Flucht oder Tod: Von schätzungsweise einer halben Million Christen im Irak haben allein 2014 ein Viertel der Volksgruppe das Land verlassen. Die Terrormiliz „Islamischer Staat“ hat erst kürzlich vier Männer enthauptet.
Update: 13.12.2014 - 12:51 Uhr Kommentieren
Bundesverteidigungsministerin Ursula von der Leyen (M.) in  Erbil mit christlichen Flüchtlingen: Die Minderheit ist im Irak derzeit besonders gefährdet. Quelle: dpa

Bundesverteidigungsministerin Ursula von der Leyen (M.) in Erbil mit christlichen Flüchtlingen: Die Minderheit ist im Irak derzeit besonders gefährdet.

(Foto: dpa)

BagdadMindestens 160-000 Christen sind nach Angaben eines irakischen Parlamentariers nach der Eroberung von Mossul durch die Terrormiliz Islamischer Staat (IS) aus der Millionenstadt geflohen. Sie verließen ihre Heimat wegen Gewalttaten und Todesdrohungen der Dschihadisten, wie der christliche Abgeordnete Imad Juchana am Samstag dem Nachrichtenportal Almada Press sagte.

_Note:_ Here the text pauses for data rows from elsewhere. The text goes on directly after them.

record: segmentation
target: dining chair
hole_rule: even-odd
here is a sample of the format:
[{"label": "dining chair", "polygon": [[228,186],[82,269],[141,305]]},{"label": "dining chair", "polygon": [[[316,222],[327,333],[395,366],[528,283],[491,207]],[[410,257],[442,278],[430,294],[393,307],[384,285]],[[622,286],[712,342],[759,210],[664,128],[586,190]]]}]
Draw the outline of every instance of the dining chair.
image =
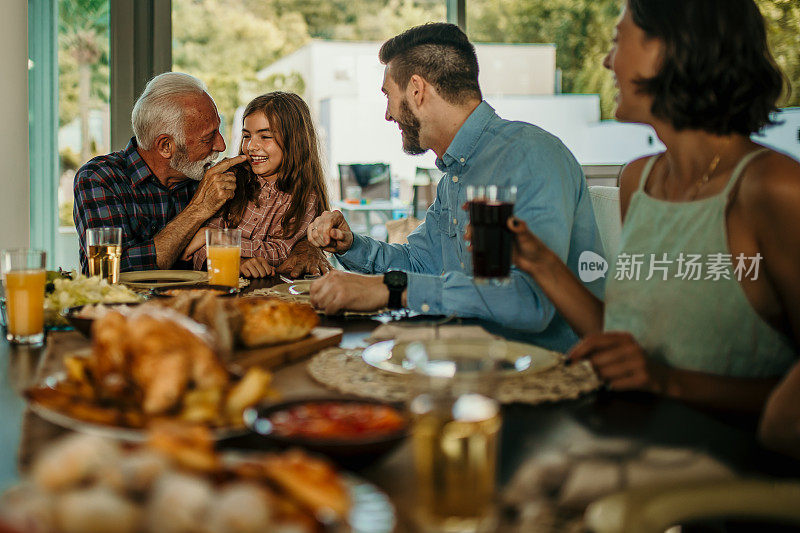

Die sunnitischen Extremisten hatten Mossul im Juni überrannt und zunächst eine Kopfsteuer für Christen eingeführt. Später wurden die Nicht-Muslime aufgefordert zu konvertieren oder die Stadt zu verlassen. Vor 2003 lebten noch rund 1,2 Millionen Christen im Irak - viele von ihnen im Norden. Zuletzt wurde deren Zahl auf 500.000 geschätzt, sie dürfte aber weiter gesunken sein.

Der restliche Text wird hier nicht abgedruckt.